In patients with endometriosis, they found that these women had decreased levels of CB1 receptors in endometrial tissue, which may contribute to inflammation and pain. While CB1 receptors are abundant in the uterus, they are more concentrated in the cysts in patients with endometriosis. This alludes to the possibility of CB1 agonists being more effective in cyst tissue versus normal endometrial tissue. When comparing CB1 antagonists to CB2 antagonists, studies found that CB1 antagonists increased hyperalgesia and treatment with CB1/CB2 agonists reduced pain in a CB1 receptor dependent mechanism.

Synthetic cannabinoid receptor agonists and natural delta-9-THC have been found to modulate cytokine production, via upregulation of CB2 receptors.  By binding CB2 receptors, the cannabinoids can prevent the degranulation and release of pro-inflammatory mediators. Current literature has agreed that cannabinoids have an antiproliferative effect, however it appears that THC has a biphasic effect on proliferation. Only at high doses of THC will it reduce proliferation whereas at lower concentrations, it increases proliferation of cells.

Many of the clinical trials have focused on PEA and its effect on pain. N-palmitoylethanolamine, or PEA, is an endogenous fatty acid that acts on the peroxisome proliferator-activated receptor. Although PEA does not have a strong affinity for CB1 or CB2 receptors, it can potentiate endogenous cannabinoid activity, also known as the entourage effect. This effect is described where it increases anandamide’s affinity towards receptors or prevents the degradation of anandamide. The clinical trials found that PEA could help improve pelvic pain, dysmenorrhea, and dyspareunia. Another point of interest is the clinical trials did not report any significant side effects from the PEA treatment arms.

Alternative treatment of endometriosis

Patients suffering from hyperalgesia due to endometriosis have noticed improvement of symptoms using 1:1 THC/CBD vaginal suppositories and have found it to be well tolerated. THC appears to be the cannabinoid of choice for its affinity towards CB1 receptors to control pain, and its antiproliferative effect.

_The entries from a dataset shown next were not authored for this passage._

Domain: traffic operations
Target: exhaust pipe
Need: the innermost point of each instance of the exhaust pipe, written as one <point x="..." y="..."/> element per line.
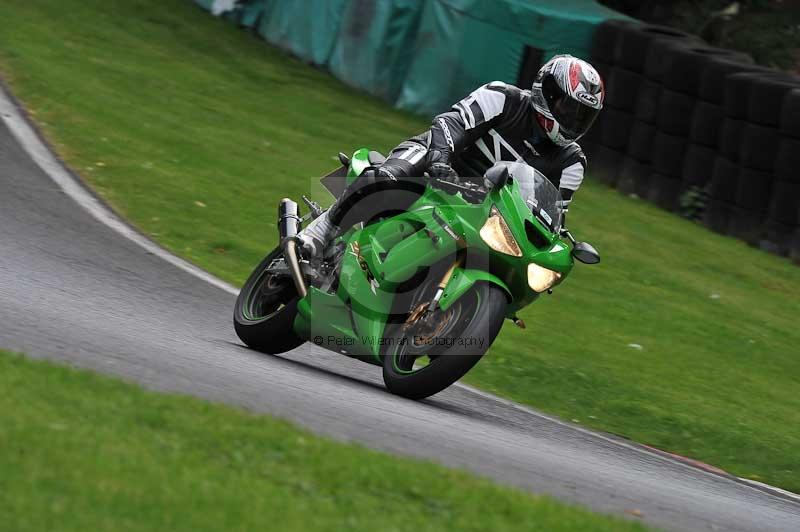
<point x="289" y="226"/>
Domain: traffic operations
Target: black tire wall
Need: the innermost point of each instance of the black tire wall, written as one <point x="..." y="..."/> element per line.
<point x="683" y="119"/>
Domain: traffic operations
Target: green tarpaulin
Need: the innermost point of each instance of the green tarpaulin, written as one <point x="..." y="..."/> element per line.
<point x="421" y="55"/>
<point x="462" y="44"/>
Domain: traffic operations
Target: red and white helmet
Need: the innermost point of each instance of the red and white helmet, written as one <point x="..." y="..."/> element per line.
<point x="567" y="95"/>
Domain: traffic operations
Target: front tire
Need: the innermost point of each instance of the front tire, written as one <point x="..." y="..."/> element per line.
<point x="266" y="308"/>
<point x="453" y="340"/>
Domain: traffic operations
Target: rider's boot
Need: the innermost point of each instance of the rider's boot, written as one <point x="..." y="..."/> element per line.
<point x="315" y="237"/>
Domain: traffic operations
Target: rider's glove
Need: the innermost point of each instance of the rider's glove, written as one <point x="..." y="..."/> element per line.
<point x="443" y="172"/>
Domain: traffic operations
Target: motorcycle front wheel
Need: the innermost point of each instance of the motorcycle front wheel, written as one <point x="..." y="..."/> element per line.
<point x="429" y="352"/>
<point x="266" y="308"/>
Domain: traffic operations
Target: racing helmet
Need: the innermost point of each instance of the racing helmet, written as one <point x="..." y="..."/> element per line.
<point x="567" y="95"/>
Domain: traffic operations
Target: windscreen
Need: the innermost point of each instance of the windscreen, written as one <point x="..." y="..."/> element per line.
<point x="542" y="197"/>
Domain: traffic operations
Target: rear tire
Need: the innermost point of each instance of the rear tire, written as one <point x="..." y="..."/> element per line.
<point x="265" y="310"/>
<point x="477" y="316"/>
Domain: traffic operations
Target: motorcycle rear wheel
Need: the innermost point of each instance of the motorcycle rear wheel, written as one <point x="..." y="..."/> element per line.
<point x="453" y="340"/>
<point x="265" y="310"/>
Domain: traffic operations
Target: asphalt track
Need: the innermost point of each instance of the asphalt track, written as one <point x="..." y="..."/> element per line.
<point x="74" y="289"/>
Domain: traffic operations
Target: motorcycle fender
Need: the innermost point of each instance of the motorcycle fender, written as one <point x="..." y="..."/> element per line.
<point x="463" y="279"/>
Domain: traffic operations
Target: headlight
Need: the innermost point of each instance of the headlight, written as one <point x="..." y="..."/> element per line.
<point x="497" y="235"/>
<point x="540" y="279"/>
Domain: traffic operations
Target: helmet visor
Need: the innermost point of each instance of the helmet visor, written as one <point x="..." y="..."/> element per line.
<point x="574" y="118"/>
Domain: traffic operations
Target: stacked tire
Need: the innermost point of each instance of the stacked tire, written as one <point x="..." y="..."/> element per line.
<point x="699" y="130"/>
<point x="782" y="228"/>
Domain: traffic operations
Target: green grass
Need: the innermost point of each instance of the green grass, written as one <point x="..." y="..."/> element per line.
<point x="86" y="452"/>
<point x="194" y="130"/>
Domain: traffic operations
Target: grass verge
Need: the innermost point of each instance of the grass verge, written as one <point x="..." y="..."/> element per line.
<point x="680" y="339"/>
<point x="86" y="452"/>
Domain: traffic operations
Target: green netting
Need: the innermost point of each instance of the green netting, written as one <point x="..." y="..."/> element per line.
<point x="306" y="28"/>
<point x="372" y="51"/>
<point x="462" y="44"/>
<point x="421" y="55"/>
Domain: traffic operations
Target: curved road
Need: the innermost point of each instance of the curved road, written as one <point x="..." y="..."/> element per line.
<point x="73" y="289"/>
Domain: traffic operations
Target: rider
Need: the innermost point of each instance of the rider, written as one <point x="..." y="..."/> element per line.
<point x="497" y="122"/>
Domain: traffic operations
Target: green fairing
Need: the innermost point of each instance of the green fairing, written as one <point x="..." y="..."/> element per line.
<point x="439" y="226"/>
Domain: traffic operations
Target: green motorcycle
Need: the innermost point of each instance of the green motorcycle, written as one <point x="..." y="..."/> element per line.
<point x="424" y="292"/>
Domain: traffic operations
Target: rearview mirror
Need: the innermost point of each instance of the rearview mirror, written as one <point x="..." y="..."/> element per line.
<point x="497" y="175"/>
<point x="585" y="253"/>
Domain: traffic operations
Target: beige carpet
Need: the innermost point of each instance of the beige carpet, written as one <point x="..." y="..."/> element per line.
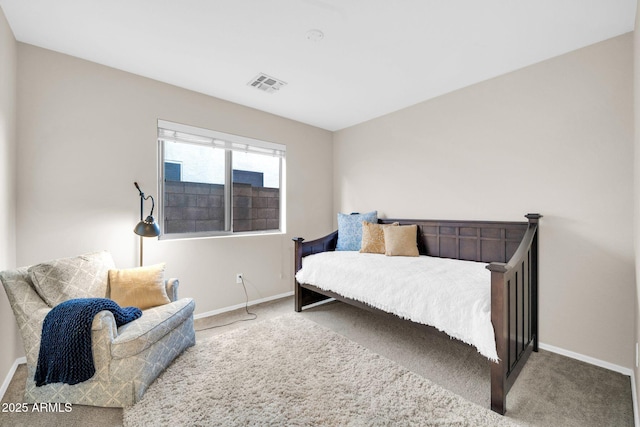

However, its side effect profile such as impaired concentration, drowsiness, etc and fear of dependence may caution its use. The transvaginal route using vaginal suppositories is a good option for endometriosis and other vaginal dysfunctions. This route provides local effect, avoids first pass metabolism, has high bioavailability, and has rapid absorption.

Also, this route is not affected by gastrointestinal disturbances and can be offered to almost all patients. Vaginal administration allows less than daily administration, lower daily doses, and fewer side effects. It could allow for selective local administration with minimal to no systemic changes.